Udara di atas Antartika mengalami kenaikan suhu yang cepat, memecahkan rekor

39 0
39 0

Fenomena atmosfer yang jarang terjadi telah menyebabkan udara di atas Antartika menjadi jauh lebih hangat dari biasanya, dengan para ilmuwan merekam rekor suhu di stratosfer.

Eun-Pa Lim dari Biro Meteorologi Australia dan rekannya mencatat bahwa udara di atas Antartika semakin panas pada akhir Agustus. Pada minggu-minggu berikutnya, pemanasan ini semakin intensif, melihat suhu mencapai 35 derajat Kelvin di atas normal.

Pemanasan adalah hasil dari pemanasan stratosfer yang tiba-tiba - sebuah fenomena yang terjadi secara teratur di Belahan Bumi Utara kira-kira satu atau dua kali setiap tahun, kata Lim kepada Newsweek. Di Belahan Selatan, bagaimanapun, itu jauh lebih jarang dan telah diamati hanya sekali sebelumnya di 2002.

"Pada akhir Agustus hingga awal September, itu sekitar 30 ke 35 derajat Kelvin lebih hangat dari biasanya di stratosfer atas dan tengah di wilayah es di Antartika, yang merupakan rekor pemanasan untuk tahun ini," kata Lim. "Sejak itu, besarnya pemanasan anomali telah berkurang sekitar 15 derajat Kelvin di stratosfer sedang hingga rendah."

Setiap musim dingin, angin kencang dari barat berkembang di stratosfer - lapisan kedua di atmosfer bumi di atas troposfer. Lapisan ini memanjang sekitar 50 kilometer, dengan lapisan ozon di dalamnya. Angin ini, yang dapat mencapai 240 kilometer per jam, berkembang karena perbedaan suhu antara Kutub Selatan, di mana tidak ada sinar matahari, dan lautan, yang masih menerima sinar matahari.

“Saat matahari bergeser ke selatan selama musim semi, wilayah kutub mulai memanas. Pemanasan ini menyebabkan pusaran stratosfer dan angin barat yang terkait secara bertahap melemah selama beberapa bulan, "kata Lim. Beberapa tahun, ini terjadi lebih cepat dari biasanya, dengan udara atmosfer yang lebih rendah memanaskan stratosfer, menyebabkan melemahnya angin. “Jarang, jika ombaknya cukup kuat, mereka bisa mematahkan pusaran kutub dengan cepat, membalikkan arah angin dan menjadi lebih jauh ke timur. Ini adalah definisi teknis 'pemanasan stratosfer mendadak'. ”

Pemanasan stratosfer yang tiba-tiba adalah hasil dari variasi alami di atmosfer, katanya, menambahkan bahwa tampaknya peristiwa ini adalah hasil dari variabilitas acak. Lim menambahkan bahwa dia dan timnya sekarang berencana untuk menganalisis apa yang terjadi pada pemanasan untuk lebih memahami mekanisme fisik hubungan antara stratosfer dan troposfer.

"Peristiwa saat ini dimulai dengan pemanasan yang sangat cepat dan kuat, tetapi pemanasan telah dipertahankan di stratosfer dan belum mempengaruhi atmosfer bagian bawah, yang sangat luar biasa," katanya.

Pemanasan stratosfer yang tiba-tiba diperkirakan akan membawa angin panas dan kering di Australia selama tiga bulan ke depan, kata para peneliti.
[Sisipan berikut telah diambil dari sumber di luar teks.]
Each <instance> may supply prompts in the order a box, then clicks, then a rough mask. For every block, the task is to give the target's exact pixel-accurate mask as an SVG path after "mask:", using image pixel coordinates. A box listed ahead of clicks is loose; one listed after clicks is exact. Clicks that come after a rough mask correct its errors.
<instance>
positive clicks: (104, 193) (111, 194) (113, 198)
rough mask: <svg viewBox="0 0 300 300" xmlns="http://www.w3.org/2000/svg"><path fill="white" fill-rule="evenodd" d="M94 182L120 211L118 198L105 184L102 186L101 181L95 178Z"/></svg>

Dalam sebuah penelitian yang diterbitkan di Nature Geoscience, tim tersebut menempatkan kenaikan suhu dalam model yang memberikan prediksi untuk belahan bumi selatan.Temuan ini menunjukkan bahwa Australia cenderung memiliki lebih sedikit hujan dan suhu yang lebih hangat di musim semi, berpotensi meningkatkan risiko kebakaran hutan.
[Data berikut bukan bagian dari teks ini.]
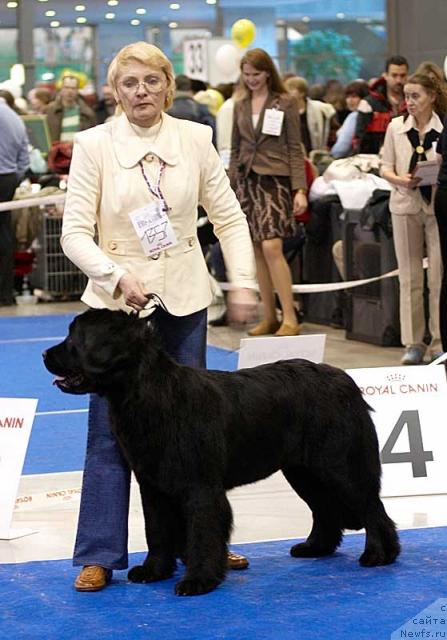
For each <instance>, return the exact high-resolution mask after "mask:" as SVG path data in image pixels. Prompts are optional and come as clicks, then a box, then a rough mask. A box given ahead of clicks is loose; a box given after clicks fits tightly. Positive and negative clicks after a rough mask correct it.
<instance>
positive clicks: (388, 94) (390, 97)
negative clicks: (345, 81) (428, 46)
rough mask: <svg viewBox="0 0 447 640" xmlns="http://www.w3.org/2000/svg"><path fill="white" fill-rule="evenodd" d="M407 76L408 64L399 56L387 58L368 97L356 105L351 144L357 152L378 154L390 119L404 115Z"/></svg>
mask: <svg viewBox="0 0 447 640" xmlns="http://www.w3.org/2000/svg"><path fill="white" fill-rule="evenodd" d="M407 76H408V62H407V60H406V59H405V58H404V57H403V56H392V57H391V58H388V60H387V61H386V63H385V72H384V74H383V76H381V77H380V78H379V79H378V80H377V81H376V82H375V83H374V84H373V85H372V86H371V87H370V93H369V96H367V97H366V98H365V99H364V100H362V101H361V102H360V104H359V106H358V114H359V115H358V118H357V127H356V132H355V137H356V140H355V145H354V146H355V150H356V152H357V153H379V151H380V148H381V146H382V144H383V141H384V139H385V132H386V130H387V127H388V125H389V123H390V121H391V118H392V117H393V116H397V115H403V114H404V113H406V106H405V100H404V84H405V82H406V81H407Z"/></svg>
"Ini memiliki implikasi besar bagi prediksi cuaca ekstrem di Australia dan juga di wilayah lain di belahan bumi selatan," kata rekan penulis studi Ghyslaine Boschat dari Universitas Monash Australia dalam sebuah pernyataan.

Sumber: Newsweek

Dalam artikel ini

Bergabung Percakapan yang

Situs ini menggunakan Akismet untuk mengurangi spam. Pelajari bagaimana data umpan balik Anda diproses.